De herder, die naast den herbergier aan den uitgang van het gebouw stond, zag haar hoofdschuddend na.
‘Voor die heeft het leven geene vreugde meer,’ sprak hij met gedempte stem; ‘de mulder zal zijne vrouw spoedig onder de graszoden moeten leggen.’
‘Och kom! uit het oog, uit het hart,’ antwoordde de herbergier schouderophalend; ‘mettertijd heelen alle wonden. Het is waar, zij heeft hem lief gehad en ik geloof dat zij hem nog lief heeft, maar zij moet nu toch inzien dat hij hare liefde onwaardig is.’
‘Moet zij dat?’ vraagde de oude man, bedenkelijk het hoofd wiegende. ‘Indien hij de misdaad begaan heeft, dan dreef zij hem daartoe door haren trouwbreuk; dat is de worm die aan haar hart zal knagen. En heeft hij ze niet begaan....’
‘Kunt gij thans nog twijfelen?’
‘Ja, mijn twijfel is heden nog sterker geworden. Zoo staat geen schuldige voor zijn rechter, al is hij nog zoo verstokt en boosaardig, gelijk Willem heden voor het gerechtshof stond! Het scheen mij zelfs toe alsof de knaap te fier was, om zich tegen de aanklacht te verdedigen!’

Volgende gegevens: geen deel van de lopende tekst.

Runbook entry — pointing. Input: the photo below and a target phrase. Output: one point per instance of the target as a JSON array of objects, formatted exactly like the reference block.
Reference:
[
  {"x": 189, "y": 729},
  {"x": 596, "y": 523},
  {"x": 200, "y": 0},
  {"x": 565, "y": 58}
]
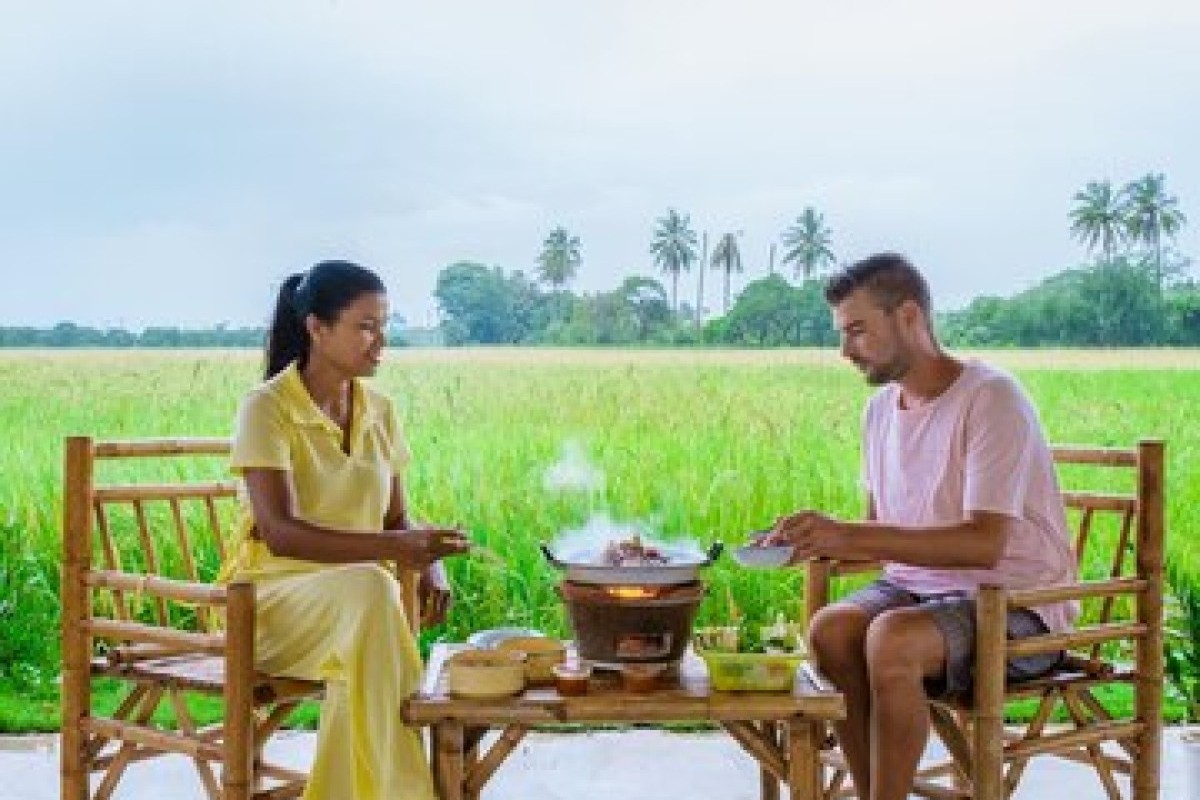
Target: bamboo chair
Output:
[
  {"x": 1119, "y": 641},
  {"x": 150, "y": 618}
]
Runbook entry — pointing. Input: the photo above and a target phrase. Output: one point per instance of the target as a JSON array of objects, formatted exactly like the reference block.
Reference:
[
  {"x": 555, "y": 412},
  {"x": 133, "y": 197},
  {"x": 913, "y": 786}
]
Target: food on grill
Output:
[{"x": 631, "y": 552}]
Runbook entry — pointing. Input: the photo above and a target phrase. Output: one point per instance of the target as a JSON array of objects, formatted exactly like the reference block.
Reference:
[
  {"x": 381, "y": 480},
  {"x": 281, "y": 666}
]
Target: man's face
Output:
[{"x": 871, "y": 338}]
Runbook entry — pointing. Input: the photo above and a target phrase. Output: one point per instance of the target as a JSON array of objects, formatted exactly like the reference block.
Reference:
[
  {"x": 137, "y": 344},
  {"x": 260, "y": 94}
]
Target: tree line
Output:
[
  {"x": 1132, "y": 289},
  {"x": 1132, "y": 292}
]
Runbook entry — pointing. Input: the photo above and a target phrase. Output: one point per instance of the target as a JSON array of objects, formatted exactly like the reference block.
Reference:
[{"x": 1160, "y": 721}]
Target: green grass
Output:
[{"x": 709, "y": 445}]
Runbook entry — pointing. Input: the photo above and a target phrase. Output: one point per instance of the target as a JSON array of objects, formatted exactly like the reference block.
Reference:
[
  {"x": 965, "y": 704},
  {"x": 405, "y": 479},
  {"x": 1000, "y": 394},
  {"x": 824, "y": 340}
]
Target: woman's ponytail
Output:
[
  {"x": 288, "y": 338},
  {"x": 323, "y": 292}
]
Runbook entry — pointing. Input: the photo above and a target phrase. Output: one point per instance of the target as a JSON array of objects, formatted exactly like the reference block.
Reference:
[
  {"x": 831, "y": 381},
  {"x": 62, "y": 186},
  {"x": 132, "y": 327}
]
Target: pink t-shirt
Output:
[{"x": 977, "y": 447}]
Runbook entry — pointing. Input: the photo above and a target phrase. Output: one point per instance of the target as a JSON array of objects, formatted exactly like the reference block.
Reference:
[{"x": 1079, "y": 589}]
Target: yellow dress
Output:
[{"x": 340, "y": 624}]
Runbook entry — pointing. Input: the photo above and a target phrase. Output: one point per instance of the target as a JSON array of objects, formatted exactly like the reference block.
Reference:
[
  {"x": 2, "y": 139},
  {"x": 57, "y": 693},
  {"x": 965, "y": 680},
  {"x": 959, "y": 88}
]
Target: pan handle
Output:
[{"x": 550, "y": 557}]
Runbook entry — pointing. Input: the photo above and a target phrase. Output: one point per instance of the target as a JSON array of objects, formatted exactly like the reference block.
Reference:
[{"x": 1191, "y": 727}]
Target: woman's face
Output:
[{"x": 354, "y": 342}]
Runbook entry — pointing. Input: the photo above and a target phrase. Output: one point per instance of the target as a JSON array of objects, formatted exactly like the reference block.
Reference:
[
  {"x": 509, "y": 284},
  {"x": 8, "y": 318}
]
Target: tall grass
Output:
[{"x": 708, "y": 445}]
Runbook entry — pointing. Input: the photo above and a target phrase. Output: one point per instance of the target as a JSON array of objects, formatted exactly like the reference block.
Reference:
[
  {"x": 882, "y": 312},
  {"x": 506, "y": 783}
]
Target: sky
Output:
[{"x": 169, "y": 163}]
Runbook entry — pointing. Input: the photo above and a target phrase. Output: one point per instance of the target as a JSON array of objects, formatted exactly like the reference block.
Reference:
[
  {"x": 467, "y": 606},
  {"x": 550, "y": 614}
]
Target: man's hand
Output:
[
  {"x": 813, "y": 534},
  {"x": 436, "y": 594}
]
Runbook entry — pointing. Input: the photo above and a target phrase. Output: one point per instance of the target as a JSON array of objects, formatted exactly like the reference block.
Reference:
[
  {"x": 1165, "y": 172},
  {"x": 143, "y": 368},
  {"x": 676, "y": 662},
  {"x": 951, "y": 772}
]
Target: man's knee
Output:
[
  {"x": 903, "y": 645},
  {"x": 837, "y": 635}
]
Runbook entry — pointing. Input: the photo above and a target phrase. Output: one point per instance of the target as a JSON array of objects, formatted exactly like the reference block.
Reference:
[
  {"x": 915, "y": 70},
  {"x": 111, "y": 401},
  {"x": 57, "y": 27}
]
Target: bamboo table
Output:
[{"x": 781, "y": 731}]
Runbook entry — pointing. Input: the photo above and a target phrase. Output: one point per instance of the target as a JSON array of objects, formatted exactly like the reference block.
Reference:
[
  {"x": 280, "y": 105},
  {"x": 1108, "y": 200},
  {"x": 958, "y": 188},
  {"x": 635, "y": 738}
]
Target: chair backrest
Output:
[
  {"x": 1117, "y": 524},
  {"x": 155, "y": 509},
  {"x": 162, "y": 509}
]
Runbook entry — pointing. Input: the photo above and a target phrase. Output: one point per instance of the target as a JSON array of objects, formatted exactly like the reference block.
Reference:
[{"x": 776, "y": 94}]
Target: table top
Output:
[{"x": 683, "y": 697}]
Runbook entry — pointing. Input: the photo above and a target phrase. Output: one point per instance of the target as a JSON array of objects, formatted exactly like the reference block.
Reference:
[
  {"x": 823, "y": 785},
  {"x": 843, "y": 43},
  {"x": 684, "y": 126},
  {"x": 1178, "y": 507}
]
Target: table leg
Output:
[
  {"x": 768, "y": 782},
  {"x": 804, "y": 758},
  {"x": 472, "y": 743},
  {"x": 449, "y": 743}
]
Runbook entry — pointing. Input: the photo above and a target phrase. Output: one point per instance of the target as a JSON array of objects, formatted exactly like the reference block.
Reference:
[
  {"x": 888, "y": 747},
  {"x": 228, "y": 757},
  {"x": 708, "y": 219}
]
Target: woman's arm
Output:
[{"x": 271, "y": 498}]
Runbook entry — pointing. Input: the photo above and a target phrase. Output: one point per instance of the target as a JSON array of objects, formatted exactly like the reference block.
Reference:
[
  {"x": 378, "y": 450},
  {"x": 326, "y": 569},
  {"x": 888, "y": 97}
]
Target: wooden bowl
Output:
[
  {"x": 485, "y": 673},
  {"x": 543, "y": 655}
]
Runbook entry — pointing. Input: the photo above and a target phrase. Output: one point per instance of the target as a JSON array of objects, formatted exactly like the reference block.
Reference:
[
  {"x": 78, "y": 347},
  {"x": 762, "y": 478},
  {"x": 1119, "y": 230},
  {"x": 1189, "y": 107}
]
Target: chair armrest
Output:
[
  {"x": 186, "y": 591},
  {"x": 1027, "y": 597}
]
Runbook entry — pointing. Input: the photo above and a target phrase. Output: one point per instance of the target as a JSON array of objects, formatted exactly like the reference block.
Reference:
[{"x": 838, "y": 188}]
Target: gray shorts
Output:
[{"x": 954, "y": 613}]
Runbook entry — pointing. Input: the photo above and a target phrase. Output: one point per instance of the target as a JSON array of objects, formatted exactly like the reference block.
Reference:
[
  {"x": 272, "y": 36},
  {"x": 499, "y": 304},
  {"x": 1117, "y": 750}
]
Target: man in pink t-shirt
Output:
[{"x": 961, "y": 492}]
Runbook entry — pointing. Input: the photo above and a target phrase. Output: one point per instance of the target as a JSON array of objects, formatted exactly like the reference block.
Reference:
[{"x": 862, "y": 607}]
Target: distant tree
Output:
[
  {"x": 771, "y": 312},
  {"x": 727, "y": 258},
  {"x": 808, "y": 244},
  {"x": 647, "y": 300},
  {"x": 559, "y": 258},
  {"x": 673, "y": 248},
  {"x": 481, "y": 305},
  {"x": 1098, "y": 218},
  {"x": 1151, "y": 215}
]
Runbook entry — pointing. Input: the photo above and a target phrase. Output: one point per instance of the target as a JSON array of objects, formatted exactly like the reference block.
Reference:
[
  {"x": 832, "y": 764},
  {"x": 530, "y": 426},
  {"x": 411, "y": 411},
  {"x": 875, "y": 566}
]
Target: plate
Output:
[
  {"x": 763, "y": 555},
  {"x": 492, "y": 637}
]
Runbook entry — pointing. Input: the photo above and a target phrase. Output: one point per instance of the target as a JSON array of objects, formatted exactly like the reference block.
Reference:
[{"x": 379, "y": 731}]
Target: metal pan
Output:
[{"x": 682, "y": 566}]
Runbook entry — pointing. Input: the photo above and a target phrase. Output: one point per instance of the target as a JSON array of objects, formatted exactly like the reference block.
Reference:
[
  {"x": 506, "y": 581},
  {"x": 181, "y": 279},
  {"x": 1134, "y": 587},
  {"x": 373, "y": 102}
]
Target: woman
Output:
[{"x": 322, "y": 458}]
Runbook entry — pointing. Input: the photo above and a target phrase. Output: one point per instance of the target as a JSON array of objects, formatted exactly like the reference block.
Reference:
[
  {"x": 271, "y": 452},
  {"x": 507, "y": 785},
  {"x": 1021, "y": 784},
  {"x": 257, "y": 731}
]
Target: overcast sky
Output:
[{"x": 172, "y": 162}]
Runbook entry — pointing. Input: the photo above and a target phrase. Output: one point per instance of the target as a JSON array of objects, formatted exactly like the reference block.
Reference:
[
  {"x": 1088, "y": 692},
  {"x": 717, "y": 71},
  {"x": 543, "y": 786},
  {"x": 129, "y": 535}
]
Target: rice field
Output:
[{"x": 708, "y": 445}]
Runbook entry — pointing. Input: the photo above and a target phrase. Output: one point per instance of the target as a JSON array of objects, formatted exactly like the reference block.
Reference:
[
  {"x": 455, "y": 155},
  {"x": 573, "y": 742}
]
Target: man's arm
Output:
[{"x": 976, "y": 543}]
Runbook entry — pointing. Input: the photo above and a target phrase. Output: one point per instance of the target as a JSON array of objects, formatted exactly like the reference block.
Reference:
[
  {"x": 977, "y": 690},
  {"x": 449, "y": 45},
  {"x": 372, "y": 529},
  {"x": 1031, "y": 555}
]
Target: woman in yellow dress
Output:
[{"x": 322, "y": 459}]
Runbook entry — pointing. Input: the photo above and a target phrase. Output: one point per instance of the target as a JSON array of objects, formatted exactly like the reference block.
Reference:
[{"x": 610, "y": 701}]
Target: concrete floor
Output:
[{"x": 630, "y": 765}]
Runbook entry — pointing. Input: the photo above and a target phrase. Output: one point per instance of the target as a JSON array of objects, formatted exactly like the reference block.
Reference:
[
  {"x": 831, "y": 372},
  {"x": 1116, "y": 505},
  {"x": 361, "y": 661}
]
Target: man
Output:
[{"x": 961, "y": 492}]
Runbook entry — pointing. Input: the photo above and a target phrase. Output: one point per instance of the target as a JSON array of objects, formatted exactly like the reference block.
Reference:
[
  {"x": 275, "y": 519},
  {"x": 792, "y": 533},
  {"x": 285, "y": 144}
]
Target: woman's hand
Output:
[
  {"x": 417, "y": 549},
  {"x": 436, "y": 594}
]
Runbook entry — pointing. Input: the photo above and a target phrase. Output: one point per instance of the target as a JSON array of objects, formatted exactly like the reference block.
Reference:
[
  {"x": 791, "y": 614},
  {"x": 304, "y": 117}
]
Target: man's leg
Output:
[
  {"x": 837, "y": 641},
  {"x": 904, "y": 647}
]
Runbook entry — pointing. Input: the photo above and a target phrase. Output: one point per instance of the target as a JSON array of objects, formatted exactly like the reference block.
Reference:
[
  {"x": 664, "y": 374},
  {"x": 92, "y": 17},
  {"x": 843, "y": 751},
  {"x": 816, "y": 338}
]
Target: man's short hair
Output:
[{"x": 889, "y": 277}]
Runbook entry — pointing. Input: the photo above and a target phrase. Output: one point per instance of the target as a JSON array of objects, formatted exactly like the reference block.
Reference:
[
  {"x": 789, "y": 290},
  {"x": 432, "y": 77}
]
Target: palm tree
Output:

‘Dat was louter slim overleg en berekening,’ merkte de waard aan. ‘Gij laat u door Dora op een dwaalspoor leiden; dewijl zij aan zijne onschuld gelooft, meent gij er ook aan te moeten gelooven. Het is een bepaalde onmogelijkheid, dat een ander de misdaad begaan kan hebben. Hagen heeft geen vijanden; daarenboven berstte de brand juist in denzelfden stond uit, dat Willem zich in de nabijheid van het erf bevond.’
‘Ja, als gij het zóó uitlegt.’
‘Welnu! ik geloof niet, dat men het anders uitleggen kan!’ zegde de herbergier ontstemd. ‘Het gerecht veroordeelt niemand, wanneer het geen bewijzen voor de schuld gevonden heeft en hier zijn bewijzen in overvloed voorhanden!’
De herder schudde het grijze hoofd en zweeg; de twijfelingen, die in zijn geest opstegen, konden door geen uitspraak van het hof op zijde geschoven worden.